Optimizing Traffic Engineering with NorthStar Controller on Software Gone Wild

Content providers were using centralized traffic flow optimization together with MPLS TE for at least 15 years (some of them immediately after Cisco launched the early MPLS-TE implementation in their 12.0(5)T release), but it was always hard to push the results into the network devices.

PCEP and BGP-LS all changed that – they give you a standard mechanism to extract network topology and install end-to-end paths across the network, as Julian Lucek of Juniper Networks explained in Episode 43 of Software Gone Wild.

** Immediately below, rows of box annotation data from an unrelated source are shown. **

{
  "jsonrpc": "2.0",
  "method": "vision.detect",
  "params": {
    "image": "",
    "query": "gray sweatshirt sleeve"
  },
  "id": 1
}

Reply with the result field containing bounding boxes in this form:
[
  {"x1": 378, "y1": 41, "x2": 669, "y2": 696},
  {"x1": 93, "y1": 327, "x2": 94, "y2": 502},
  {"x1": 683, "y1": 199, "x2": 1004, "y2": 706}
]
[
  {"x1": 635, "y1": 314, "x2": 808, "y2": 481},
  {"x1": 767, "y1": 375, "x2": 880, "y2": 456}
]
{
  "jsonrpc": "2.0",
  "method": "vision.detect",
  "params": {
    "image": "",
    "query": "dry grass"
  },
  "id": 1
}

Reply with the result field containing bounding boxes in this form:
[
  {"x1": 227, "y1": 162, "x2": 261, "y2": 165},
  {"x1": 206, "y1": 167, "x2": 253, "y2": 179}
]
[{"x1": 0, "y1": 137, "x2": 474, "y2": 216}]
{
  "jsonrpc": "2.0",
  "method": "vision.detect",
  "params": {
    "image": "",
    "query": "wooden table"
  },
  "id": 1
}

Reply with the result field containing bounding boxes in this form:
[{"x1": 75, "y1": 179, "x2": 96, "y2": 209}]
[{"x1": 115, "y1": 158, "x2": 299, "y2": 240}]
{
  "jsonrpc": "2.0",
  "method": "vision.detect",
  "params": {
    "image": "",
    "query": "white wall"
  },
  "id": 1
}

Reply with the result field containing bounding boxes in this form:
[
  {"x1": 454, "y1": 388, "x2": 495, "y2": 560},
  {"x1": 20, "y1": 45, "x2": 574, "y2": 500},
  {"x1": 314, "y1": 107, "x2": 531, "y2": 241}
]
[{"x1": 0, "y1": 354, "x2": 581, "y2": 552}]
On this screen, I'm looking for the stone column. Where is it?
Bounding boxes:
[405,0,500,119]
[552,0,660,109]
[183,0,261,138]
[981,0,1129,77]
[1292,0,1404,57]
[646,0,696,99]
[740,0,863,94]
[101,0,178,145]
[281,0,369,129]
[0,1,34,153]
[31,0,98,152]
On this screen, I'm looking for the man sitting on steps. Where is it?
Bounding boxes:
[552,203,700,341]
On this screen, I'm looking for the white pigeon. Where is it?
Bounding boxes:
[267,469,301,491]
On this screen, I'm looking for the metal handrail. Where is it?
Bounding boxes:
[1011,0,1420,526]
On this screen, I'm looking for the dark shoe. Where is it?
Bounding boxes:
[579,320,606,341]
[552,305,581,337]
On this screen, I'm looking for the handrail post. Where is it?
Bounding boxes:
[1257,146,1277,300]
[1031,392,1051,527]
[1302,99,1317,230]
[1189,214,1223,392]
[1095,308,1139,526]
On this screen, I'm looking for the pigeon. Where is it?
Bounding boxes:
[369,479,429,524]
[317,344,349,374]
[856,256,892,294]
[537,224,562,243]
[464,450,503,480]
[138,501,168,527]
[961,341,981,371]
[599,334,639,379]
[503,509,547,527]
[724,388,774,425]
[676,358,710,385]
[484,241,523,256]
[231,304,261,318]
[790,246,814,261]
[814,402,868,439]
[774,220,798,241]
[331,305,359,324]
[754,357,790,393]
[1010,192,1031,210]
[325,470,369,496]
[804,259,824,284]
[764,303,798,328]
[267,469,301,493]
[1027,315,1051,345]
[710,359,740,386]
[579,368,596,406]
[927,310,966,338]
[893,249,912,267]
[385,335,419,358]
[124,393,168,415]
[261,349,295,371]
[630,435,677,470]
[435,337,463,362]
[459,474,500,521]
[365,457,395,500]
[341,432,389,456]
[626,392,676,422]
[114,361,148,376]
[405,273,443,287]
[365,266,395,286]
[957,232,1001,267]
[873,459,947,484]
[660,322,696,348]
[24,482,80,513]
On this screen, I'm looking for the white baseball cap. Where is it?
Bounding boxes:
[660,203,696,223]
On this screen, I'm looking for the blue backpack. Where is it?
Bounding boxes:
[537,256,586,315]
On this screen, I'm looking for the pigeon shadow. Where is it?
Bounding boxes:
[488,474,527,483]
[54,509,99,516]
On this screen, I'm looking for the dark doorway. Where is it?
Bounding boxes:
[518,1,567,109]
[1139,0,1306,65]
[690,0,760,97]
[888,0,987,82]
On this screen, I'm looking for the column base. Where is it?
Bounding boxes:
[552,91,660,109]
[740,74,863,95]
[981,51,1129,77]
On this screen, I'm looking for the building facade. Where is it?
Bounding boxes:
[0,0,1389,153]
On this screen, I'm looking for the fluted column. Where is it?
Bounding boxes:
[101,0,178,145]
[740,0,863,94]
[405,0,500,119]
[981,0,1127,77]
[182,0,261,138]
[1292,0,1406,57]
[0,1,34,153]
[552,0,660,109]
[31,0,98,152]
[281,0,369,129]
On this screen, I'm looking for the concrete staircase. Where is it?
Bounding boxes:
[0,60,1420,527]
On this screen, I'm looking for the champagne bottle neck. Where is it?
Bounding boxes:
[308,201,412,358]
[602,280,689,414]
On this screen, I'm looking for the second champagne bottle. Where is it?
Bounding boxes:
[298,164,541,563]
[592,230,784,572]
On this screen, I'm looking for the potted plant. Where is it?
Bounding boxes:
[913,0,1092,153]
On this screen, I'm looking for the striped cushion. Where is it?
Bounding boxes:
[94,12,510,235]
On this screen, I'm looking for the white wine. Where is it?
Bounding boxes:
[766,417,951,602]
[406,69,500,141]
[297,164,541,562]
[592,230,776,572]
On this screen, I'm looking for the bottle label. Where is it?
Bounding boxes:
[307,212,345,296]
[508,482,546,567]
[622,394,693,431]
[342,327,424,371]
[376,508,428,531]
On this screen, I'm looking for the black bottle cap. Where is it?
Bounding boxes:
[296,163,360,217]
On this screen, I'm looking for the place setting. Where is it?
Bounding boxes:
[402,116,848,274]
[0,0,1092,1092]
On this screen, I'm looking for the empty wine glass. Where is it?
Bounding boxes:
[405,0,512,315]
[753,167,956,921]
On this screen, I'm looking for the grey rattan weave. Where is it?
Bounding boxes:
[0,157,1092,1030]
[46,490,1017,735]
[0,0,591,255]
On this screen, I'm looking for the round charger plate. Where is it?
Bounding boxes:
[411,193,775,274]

We started with easy questions like “What is the Juniper's NorthStar controller and what can it do” but as always our discussion quickly turned into a deep dive during which we covered these topics:

  • How does an MPLS-TE controller discover the network topology?
  • What does the controller do once it knows the network topology?
  • How does it install new MPLS-TE tunnels?
  • How does it deal with changing bandwidth requirements or changes in network topology?
  • How could it replace the messy inter-area MPLS-TE with PCEP-signaled tunnels?
  • How would you integrate the NorthStar controller with an orchestration system (or user-facing portal)?
  • What happens when the controller fails?

1 comments:

  1. Julien, Ivan, thanks a lot for this. Definitely covers many of the bases of BGP-LS & PCEP & why they're useful.